You don’t remember when things happened. You remember where you were.

Most tools organize information by time: feeds, lists, and endless streams of content.

But memory doesn’t work that way. It’s tied to place. Where something happened, what was around you, how it felt.

WhereNote is built around that idea: a map-first system designed to match how people naturally remember, explore, and return to places.

Built for how you use places

Save & organize

Create your own map of places that matter. With notes, markers, and context tied to where it happened.

Explore

See places through location-based context, so what you find is grounded in real experiences, not just posts or reviews.

Return & revisit

Go back to places with memory intact. What you did, what you liked, and what to do next time.

Better experiences start before you go… and last after you leave.

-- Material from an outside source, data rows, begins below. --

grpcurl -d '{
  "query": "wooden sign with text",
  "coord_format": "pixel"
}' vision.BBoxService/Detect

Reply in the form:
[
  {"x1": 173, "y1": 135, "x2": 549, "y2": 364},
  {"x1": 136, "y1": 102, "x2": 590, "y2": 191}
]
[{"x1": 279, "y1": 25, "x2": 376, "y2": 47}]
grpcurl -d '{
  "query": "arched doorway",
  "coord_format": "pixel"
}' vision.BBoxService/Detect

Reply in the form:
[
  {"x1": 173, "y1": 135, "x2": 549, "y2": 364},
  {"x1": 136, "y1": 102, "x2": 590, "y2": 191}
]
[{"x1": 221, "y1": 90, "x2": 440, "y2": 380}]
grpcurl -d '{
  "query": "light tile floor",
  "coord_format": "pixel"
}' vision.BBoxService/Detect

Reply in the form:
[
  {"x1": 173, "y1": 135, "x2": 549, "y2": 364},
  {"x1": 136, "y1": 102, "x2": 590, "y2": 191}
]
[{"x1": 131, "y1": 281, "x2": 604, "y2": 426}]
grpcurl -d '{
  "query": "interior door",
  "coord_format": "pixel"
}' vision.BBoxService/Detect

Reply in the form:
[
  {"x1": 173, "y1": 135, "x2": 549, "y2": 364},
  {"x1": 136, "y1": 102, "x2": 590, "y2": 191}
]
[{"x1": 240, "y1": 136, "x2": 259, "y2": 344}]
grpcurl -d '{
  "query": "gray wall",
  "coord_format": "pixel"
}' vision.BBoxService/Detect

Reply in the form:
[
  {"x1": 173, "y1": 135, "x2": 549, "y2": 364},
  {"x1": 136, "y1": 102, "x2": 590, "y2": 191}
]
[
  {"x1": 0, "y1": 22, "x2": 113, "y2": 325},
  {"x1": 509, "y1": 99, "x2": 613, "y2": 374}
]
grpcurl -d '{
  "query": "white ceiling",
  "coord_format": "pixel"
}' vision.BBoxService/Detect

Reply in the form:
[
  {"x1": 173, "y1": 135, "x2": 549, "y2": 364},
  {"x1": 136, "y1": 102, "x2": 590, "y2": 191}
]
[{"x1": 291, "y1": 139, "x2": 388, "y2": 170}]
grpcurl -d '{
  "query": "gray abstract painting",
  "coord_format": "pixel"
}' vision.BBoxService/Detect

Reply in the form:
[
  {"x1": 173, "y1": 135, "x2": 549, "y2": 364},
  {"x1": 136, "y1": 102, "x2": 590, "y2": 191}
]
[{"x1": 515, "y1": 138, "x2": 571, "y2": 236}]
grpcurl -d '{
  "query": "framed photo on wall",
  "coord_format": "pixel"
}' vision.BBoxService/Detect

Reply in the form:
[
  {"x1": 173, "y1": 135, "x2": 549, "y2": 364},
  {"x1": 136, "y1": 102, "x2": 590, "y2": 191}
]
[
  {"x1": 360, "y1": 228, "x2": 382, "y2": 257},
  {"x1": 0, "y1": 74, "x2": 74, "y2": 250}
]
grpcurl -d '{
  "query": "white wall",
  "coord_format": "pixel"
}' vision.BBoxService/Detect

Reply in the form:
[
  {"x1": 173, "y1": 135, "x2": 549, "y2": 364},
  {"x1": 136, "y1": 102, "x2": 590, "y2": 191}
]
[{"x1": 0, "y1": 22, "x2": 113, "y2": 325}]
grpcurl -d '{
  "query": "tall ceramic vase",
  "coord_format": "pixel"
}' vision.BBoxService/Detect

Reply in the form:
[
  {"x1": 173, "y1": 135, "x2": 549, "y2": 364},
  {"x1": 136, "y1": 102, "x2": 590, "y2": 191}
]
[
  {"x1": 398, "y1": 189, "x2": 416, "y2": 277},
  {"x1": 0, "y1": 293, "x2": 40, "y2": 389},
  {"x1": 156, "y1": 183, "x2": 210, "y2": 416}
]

When everything is visible, nothing stands out.

Places get buried in feeds, lost in lists, and reduced to disconnected reviews. You might find something, but you don’t always remember it, trust it, or return to it.

WhereNote explores a different model: organizing information around where things actually happen.

The result is simpler, more meaningful:
You remember what mattered, discover what’s relevant, and make decisions with more confidence.

Designed with intent.

Fewer, more relevant inputs
No feeds. No endless lists. Just information that helps in real moments.

Private by design
Your map is yours. You decide what’s kept, shared, or visible.

Grounded in real places
Everything is tied to location, so context isn’t lost.

Early, by design.

WhereNote is currently preparing for a live, invite-only, full-feature test.